Transport medium containing biopsy specimens was vortexed prior to plating 100 µl of the solution on brain heart infusion agar (BHIA) supplemented with 5% (vol/vol) horse serum (Gibco, New Zealand), 0.5% (vol/vol) BBL IsoVitaleX enrichment medium (Becton, Dickinson and Company, USA), trimethoprim (5 µg/ml) and vancomycin (6 µg/ml) (HiMedia Ltd., India). The plates were then incubated in a microaerobic atmosphere (5% O2, 10% CO2 and 85% N2) at 37 °C for a period of 3 to 7 days. Successful H. pylori isolate was identified based on its distinctive colony morphology, appearance of Gram-negative bacillus under the microscope, positive urease, oxidase and catalase reactions, and PCR detection of H. pylori-specific glmM gene.
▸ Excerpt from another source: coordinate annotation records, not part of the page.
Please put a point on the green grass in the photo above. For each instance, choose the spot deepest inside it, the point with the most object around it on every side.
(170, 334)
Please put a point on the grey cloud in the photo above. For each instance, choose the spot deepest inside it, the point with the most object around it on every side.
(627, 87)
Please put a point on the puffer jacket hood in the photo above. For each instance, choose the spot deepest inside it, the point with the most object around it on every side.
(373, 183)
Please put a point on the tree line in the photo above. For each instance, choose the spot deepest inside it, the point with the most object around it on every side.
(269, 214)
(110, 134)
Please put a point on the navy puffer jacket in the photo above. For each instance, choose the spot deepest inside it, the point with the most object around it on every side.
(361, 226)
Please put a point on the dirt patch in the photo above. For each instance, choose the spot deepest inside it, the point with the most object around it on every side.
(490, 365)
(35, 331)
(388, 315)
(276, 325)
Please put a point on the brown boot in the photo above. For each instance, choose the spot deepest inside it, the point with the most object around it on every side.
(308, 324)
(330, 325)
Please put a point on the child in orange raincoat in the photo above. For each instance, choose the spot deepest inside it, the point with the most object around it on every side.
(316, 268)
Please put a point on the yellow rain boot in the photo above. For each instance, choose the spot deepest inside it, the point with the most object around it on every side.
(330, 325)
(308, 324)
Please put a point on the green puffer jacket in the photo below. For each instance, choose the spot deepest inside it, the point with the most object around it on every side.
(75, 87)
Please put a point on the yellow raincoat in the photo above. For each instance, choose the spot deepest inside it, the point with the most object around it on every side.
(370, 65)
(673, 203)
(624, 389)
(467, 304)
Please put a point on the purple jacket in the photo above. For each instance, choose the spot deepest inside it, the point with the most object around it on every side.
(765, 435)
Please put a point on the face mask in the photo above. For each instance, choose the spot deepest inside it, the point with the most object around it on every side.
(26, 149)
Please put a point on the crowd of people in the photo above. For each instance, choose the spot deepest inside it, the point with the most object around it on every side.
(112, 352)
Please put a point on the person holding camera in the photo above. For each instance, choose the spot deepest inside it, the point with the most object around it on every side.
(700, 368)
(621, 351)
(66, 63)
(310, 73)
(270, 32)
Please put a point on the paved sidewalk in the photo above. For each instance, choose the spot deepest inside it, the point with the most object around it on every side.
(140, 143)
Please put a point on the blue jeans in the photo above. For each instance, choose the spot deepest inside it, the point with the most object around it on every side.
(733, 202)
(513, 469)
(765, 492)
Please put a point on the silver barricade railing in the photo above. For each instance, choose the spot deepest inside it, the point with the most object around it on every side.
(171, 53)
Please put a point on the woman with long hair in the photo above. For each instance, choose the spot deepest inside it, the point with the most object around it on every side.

Minimum inhibitory concentration (MIC) determination using agar dilution method

Plates were prepared containing 5% (vol/vol) horse serum and serial two-fold dilutions of each antibiotic. The range of final concentrations for each antibiotic were 2–64 µg/ml for metronidazole, 0.125–1 µg/ml for clarithromycin, 0.25–1 µg/ml for amoxicillin, and 1–4 µg/ml for both levofloxacin and tetracycline. Bacterial suspension with turbidity of 2.0 McFarland standard was prepared from a 24-h old culture plate in saline. Two µl of bacterial suspension was inoculated onto each antibiotic plate, followed by incubation in a microaerobic atmosphere at 37 °C for 3 days. The MIC was then determined at the lowest antibiotic concentration where bacterial growth was completely inhibited. According to the guidelines of European Committee on Antimicrobial Susceptibility Testing (EUCAST), bacterial isolates are considered to be antibiotic-resistant if the MIC value is > 8 µg/ml for metronidazole, > 0.5 µg/ml for clarithromycin, > 0.12 µg/ml for amoxicillin, and > 1 µg/ml for both tetracycline and levofloxacin.

Mutation analysis

Thirty-eight draft genomes were annotated using Prokka v1.12 [33]. The Prokka-annotated draft genomes are available at the public data repository Figshare (https://figshare.com/), with 10.6084/m9.figshare.8016128. To obtain rdxA, frxA, 23S rRNA and gyrA nucleotide sequences from each strain, blastn search of hp0954, hp0642, hpr01 and hp0701, respectively, from H. pylori 26695 reference genome was performed on CLC Genomic Workbench 11 (Qiagen, Germany). Extracted rdxA, frxA and gyrA genes were translated into amino acid sequences prior to alignment. For extracted 23S rRNA genes, sequence alignment was performed at the nucleotide level. Aligned sequences were then compared between resistant and sensitive strains, with reference sequence included, to examine for reported and novel mutations.

Statistical analysis

For statistical analysis, Fisher’s exact test and Fisher-Freeman-Halton’s test were used, as appropriate. Only p value of < 0.05 was considered statistically significant.

Additional file 1. Patient demographics and MIC values. This file contains the minimum inhibitory concentrations of all tested H. pylori clinical strains and the demographic characteristics of patients recruited in this study.